Microbiome shifts induced by inflammation go beyond just overgrowth of certain species. Growth conditions also provide an environment that changes the physiology, pathogenicity, and expression of virulence factors of the polymicrobial biofilm community (10). Transcriptomic analyses performed on the microflora associated with progressive disease revealed that virulence factors are upregulated by both pathogens and health associated commensals (34). Taken together, the data suggest that the inflammatory response and the resident microbiome are linked in a bi-directional balance in health and a bi-directional imbalance in disease. These principles are not limited to oral diseases and are seen in sepsis, IBD and other diseases (35).

Can Site Specificity be Explained by Inflammation Mediated Periodontal Dysbiosis?

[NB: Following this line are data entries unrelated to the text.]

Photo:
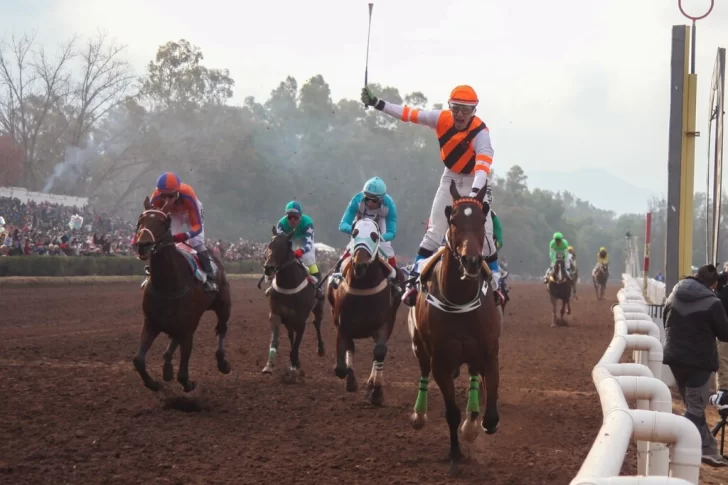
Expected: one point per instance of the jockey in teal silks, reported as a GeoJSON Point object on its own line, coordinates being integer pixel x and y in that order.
{"type": "Point", "coordinates": [558, 246]}
{"type": "Point", "coordinates": [373, 202]}
{"type": "Point", "coordinates": [303, 238]}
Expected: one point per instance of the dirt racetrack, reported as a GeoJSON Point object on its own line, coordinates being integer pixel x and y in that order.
{"type": "Point", "coordinates": [73, 410]}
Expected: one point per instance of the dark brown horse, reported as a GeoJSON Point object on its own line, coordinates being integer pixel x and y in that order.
{"type": "Point", "coordinates": [455, 321]}
{"type": "Point", "coordinates": [559, 286]}
{"type": "Point", "coordinates": [364, 305]}
{"type": "Point", "coordinates": [174, 300]}
{"type": "Point", "coordinates": [600, 277]}
{"type": "Point", "coordinates": [291, 298]}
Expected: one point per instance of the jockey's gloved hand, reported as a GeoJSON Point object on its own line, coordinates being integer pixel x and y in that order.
{"type": "Point", "coordinates": [368, 98]}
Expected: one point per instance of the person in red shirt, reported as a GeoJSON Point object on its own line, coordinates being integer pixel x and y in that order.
{"type": "Point", "coordinates": [185, 210]}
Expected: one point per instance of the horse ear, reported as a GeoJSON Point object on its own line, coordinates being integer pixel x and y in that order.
{"type": "Point", "coordinates": [454, 191]}
{"type": "Point", "coordinates": [486, 209]}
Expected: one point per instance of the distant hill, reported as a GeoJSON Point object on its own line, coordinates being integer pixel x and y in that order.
{"type": "Point", "coordinates": [602, 189]}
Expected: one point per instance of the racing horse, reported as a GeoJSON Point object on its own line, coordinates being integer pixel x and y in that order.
{"type": "Point", "coordinates": [291, 299]}
{"type": "Point", "coordinates": [559, 286]}
{"type": "Point", "coordinates": [175, 299]}
{"type": "Point", "coordinates": [364, 305]}
{"type": "Point", "coordinates": [455, 321]}
{"type": "Point", "coordinates": [600, 277]}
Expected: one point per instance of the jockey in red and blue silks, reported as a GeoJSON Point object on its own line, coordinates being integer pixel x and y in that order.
{"type": "Point", "coordinates": [185, 210]}
{"type": "Point", "coordinates": [373, 202]}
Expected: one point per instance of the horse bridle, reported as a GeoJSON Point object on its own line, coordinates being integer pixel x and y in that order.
{"type": "Point", "coordinates": [375, 255]}
{"type": "Point", "coordinates": [164, 240]}
{"type": "Point", "coordinates": [463, 272]}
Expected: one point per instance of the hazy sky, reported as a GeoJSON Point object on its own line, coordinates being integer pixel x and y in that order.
{"type": "Point", "coordinates": [563, 84]}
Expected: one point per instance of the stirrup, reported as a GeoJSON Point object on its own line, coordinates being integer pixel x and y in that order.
{"type": "Point", "coordinates": [409, 297]}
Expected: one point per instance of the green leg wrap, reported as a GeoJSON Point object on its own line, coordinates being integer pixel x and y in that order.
{"type": "Point", "coordinates": [473, 399]}
{"type": "Point", "coordinates": [421, 403]}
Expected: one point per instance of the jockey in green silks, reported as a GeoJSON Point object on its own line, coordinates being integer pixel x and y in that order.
{"type": "Point", "coordinates": [558, 246]}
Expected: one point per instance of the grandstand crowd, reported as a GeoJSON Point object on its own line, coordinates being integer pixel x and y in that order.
{"type": "Point", "coordinates": [52, 229]}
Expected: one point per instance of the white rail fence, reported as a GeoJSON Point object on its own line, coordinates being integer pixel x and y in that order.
{"type": "Point", "coordinates": [668, 446]}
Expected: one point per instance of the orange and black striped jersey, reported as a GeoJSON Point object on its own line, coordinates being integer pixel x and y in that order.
{"type": "Point", "coordinates": [187, 204]}
{"type": "Point", "coordinates": [465, 152]}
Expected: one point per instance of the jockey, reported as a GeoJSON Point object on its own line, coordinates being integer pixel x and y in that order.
{"type": "Point", "coordinates": [373, 201]}
{"type": "Point", "coordinates": [602, 258]}
{"type": "Point", "coordinates": [558, 246]}
{"type": "Point", "coordinates": [465, 150]}
{"type": "Point", "coordinates": [303, 239]}
{"type": "Point", "coordinates": [185, 209]}
{"type": "Point", "coordinates": [494, 232]}
{"type": "Point", "coordinates": [571, 256]}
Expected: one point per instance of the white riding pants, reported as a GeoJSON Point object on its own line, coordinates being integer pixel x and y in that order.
{"type": "Point", "coordinates": [438, 223]}
{"type": "Point", "coordinates": [180, 223]}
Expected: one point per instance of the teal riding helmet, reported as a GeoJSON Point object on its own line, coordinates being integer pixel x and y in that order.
{"type": "Point", "coordinates": [375, 188]}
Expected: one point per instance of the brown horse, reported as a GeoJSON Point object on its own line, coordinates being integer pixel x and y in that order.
{"type": "Point", "coordinates": [559, 286]}
{"type": "Point", "coordinates": [364, 305]}
{"type": "Point", "coordinates": [291, 299]}
{"type": "Point", "coordinates": [600, 277]}
{"type": "Point", "coordinates": [455, 321]}
{"type": "Point", "coordinates": [174, 300]}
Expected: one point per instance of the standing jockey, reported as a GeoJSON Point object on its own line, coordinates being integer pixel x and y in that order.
{"type": "Point", "coordinates": [602, 258]}
{"type": "Point", "coordinates": [185, 209]}
{"type": "Point", "coordinates": [558, 246]}
{"type": "Point", "coordinates": [466, 151]}
{"type": "Point", "coordinates": [371, 202]}
{"type": "Point", "coordinates": [303, 239]}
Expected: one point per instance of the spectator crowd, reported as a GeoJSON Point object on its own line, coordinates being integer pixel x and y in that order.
{"type": "Point", "coordinates": [52, 229]}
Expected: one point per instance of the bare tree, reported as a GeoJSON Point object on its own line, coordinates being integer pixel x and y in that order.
{"type": "Point", "coordinates": [32, 85]}
{"type": "Point", "coordinates": [106, 82]}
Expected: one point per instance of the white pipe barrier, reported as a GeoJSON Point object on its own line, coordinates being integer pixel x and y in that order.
{"type": "Point", "coordinates": [652, 424]}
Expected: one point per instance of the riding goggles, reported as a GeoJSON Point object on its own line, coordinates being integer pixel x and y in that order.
{"type": "Point", "coordinates": [461, 108]}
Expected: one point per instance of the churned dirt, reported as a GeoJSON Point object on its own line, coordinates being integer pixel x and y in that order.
{"type": "Point", "coordinates": [73, 410]}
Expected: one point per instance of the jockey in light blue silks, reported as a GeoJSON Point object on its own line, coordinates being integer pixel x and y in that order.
{"type": "Point", "coordinates": [373, 202]}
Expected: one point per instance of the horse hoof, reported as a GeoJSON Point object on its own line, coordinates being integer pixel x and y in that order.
{"type": "Point", "coordinates": [469, 430]}
{"type": "Point", "coordinates": [167, 371]}
{"type": "Point", "coordinates": [490, 425]}
{"type": "Point", "coordinates": [153, 386]}
{"type": "Point", "coordinates": [351, 385]}
{"type": "Point", "coordinates": [188, 386]}
{"type": "Point", "coordinates": [376, 396]}
{"type": "Point", "coordinates": [418, 420]}
{"type": "Point", "coordinates": [224, 366]}
{"type": "Point", "coordinates": [340, 372]}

As early as 1982, it was proposed that the specific microbiota present in deep periodontal pockets may be of significance only at a late stage of periodontal disease. The issue now is: have we made any progress in fully understanding the significance of the temporal sequence of microbial colonization, inflammation, associated tissue damage, subsequent dysbiosis followed by exacerbation of the inflammation-mediated tissue destruction? If this constant interplay between microbes and host inflammatory response is considered as a continuum, or self-sustained feedforward loop (see Figure 1), then it becomes evident that specific bacteria cannot be considered initial causal agents in the pathogenesis of periodontitis (9). More likely, the specific bacteria that have hitherto been identified as being associated with periodontitis appear because of developing disease and as late contributors. The increase in number and volume of specific bacteria is due to the inflammation and pocket formation that provides the anaerobic environment and vital nutrients, hemin, amino acids, and other growth factors via gingival crevicular fluid (36). It is important to understand the temporal and spatial sequence of events in periodontitis and pocket formation, because inflammation always precedes “periodontal pathogen” overgrowth (32). Thus, it seems probable that it is the host response and not the microbes per se that determines the eventual outcome of host parasite interactions within periodontal pockets (37). Unraveling how inflammation may drive this process is very important and it is noteworthy that induction of inflammation distant to the periodontium can induce periodontal change.

Figure 1

Inflammation-Mediated Polymicrobial Emergence and Dysbiotic Exacerbation (IMPEDE) Model. A proposal to demonstrate how inflammation is a principal driver of plaque-associated periodontitis. This model recognizes 5 stages (0-IV) through which health, gingivitis, and periodontitis may develop, be contained or progress. Stage 0: periodontal health; Stage I: Gingivitis (inflammation); Stage II: Initiation/early periodontitis (Polymicrobial diversity emerges); Stage III: Inflammation mediated dysbiosis and opportunistic infection and Stage IV: Late stage periodontitis.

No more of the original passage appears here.